Da es sich bei den Ergebnissen um Ergebnisse einer qualitativen Forschungsmethode handelt, können hier nicht einfach die Maßstäbe quantitativer Forschung übernommen werden. P. Mayring gibt für die Beurteilung qualitativer Forschung sechs allgemeine Gütekriterien an. Diese wurden in der Arbeit diskutiert. Zusammenfassend kann gesagt werden, dass die Verfahrensdokumentation und die Regelgeleitetheit ausführlich dargestellt wurden. Die Interpretationsabsicherung wurde durch Bezugnahme auf die Basisschicht durchgeführt. Die Nähe zum Forschungsgegenstand ist als groß zu beurteilen, da das Datenmaterial reale PP-Sitzungen aus mittelständischen deutschen Softwareunternehmen zeigen. Lediglich die kommunikative Validierung in die Triangulierung konnten auf Grund des zu großen Zeitaufwands im Rahmen einer Masterarbeit nicht durchgeführt werden.

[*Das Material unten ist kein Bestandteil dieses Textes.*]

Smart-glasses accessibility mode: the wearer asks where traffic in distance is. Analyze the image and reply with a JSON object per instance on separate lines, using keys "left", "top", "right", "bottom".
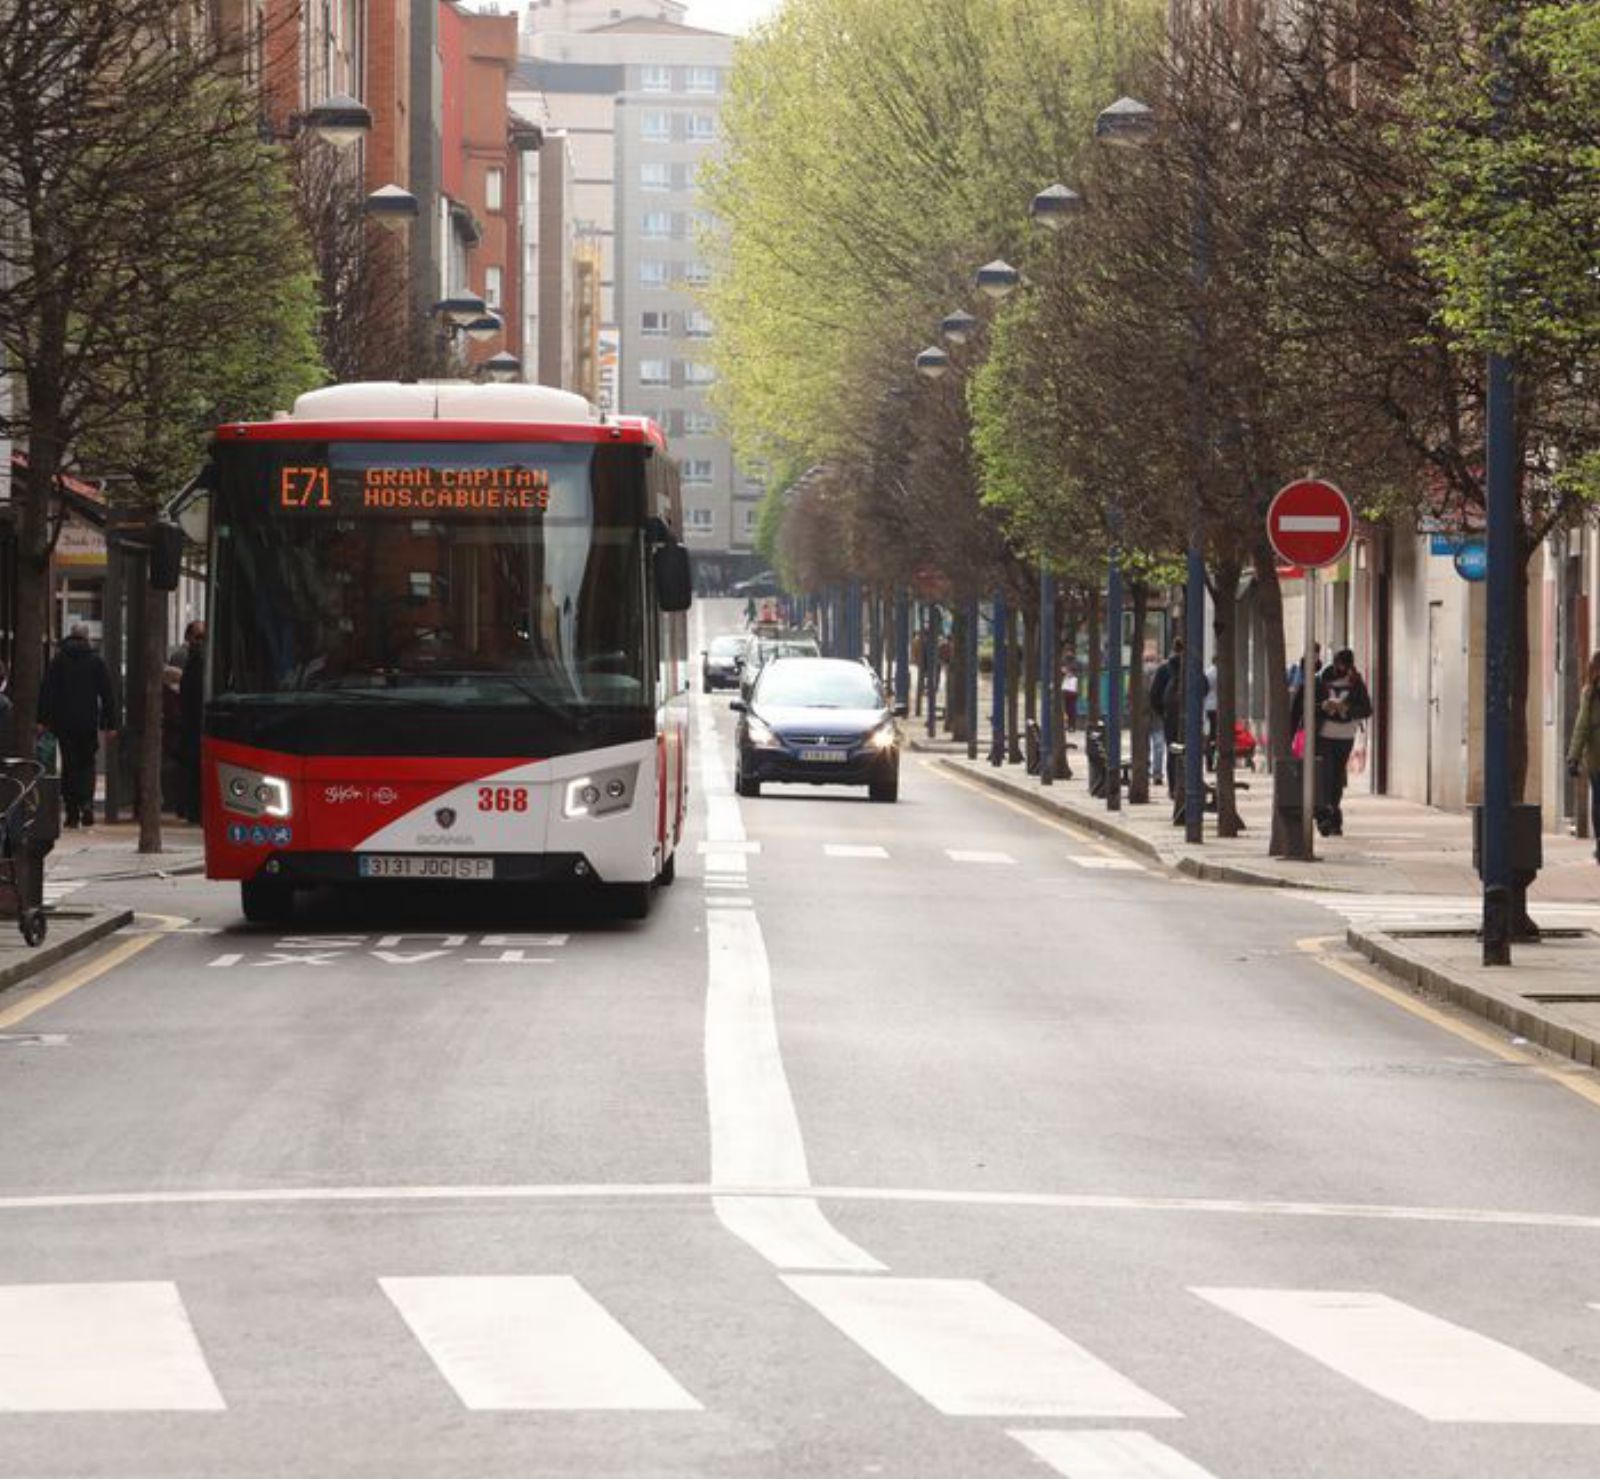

Einordnung der Ergebnisse & Ausblick

Die dargelegten Konzepte sind eine Beschreibung der gemeinsamen Wissensproduktion in der Paarprogrammierung auf hoher konzeptioneller Ebene. Die Erkenntnisse dieser Arbeit sind nicht alleine für den Softwareprozess Extreme Programming von Bedeutung, sondern vielmehr für alle agilen Prozesse. Darüber hinaus sogar nicht nur für agile Prozesse, denn im Kern geht es bei Paarprogrammierung ja um das gemeinsame Arbeiten an Softwareartefakten in Zweiergruppen. Anekdotische Berichte weisen darauf hin, dass PP-Konstellationen wesentlich häufiger auftreten, als in explizit geplanten Sitzungen, beispielsweise wenn ein Mitarbeiter seinen Kollegen zu einer spezifischen Stelle im Programmcode etwas fragt und der Kollege sich „kurz dazusetzt“.

In der vorliegenden Arbeit konnte ein Vorgehen aufgezeigt werden, dass ein erkennbar systematisches Problemlösen von einem scheinbar unsystematischen Vorgehen unterscheiden kann. Ein offen gebliebener Aspekt dieser Betrachtung der sicherlich weitere Aufmerksamkeit verdient ist, ob man innerhalb der systematischen Vorgehensweisen nicht doch algorithmische Vorgehensweisen erkennen kann wie in etwa eine Breiten- oder Tiefensuche. Ein weiterer in meiner Arbeit angesprochener Aspekt der ebenfalls mehr Aufmerksamkeit verdient als im Rahmen meiner Arbeit möglich war, sind die angeführten weiteren Aspekte nach denen man die vorgestellten Diagramme untersuchen könnte. Insbesondere die Untersuchung ob thematische Veränderungen während einer gemeinsamen Wissensproduktionsphase einem Unteraufruf einer Funktion entsprechen, oder ob vermeintlich weniger systematisch thematisch zurückgesprungen wird, erscheint mir aussichtsreich um die Systematik mit der Paarprogrammierer gemeinsam Wissen produzieren tiefer- gehend verstehen zu können.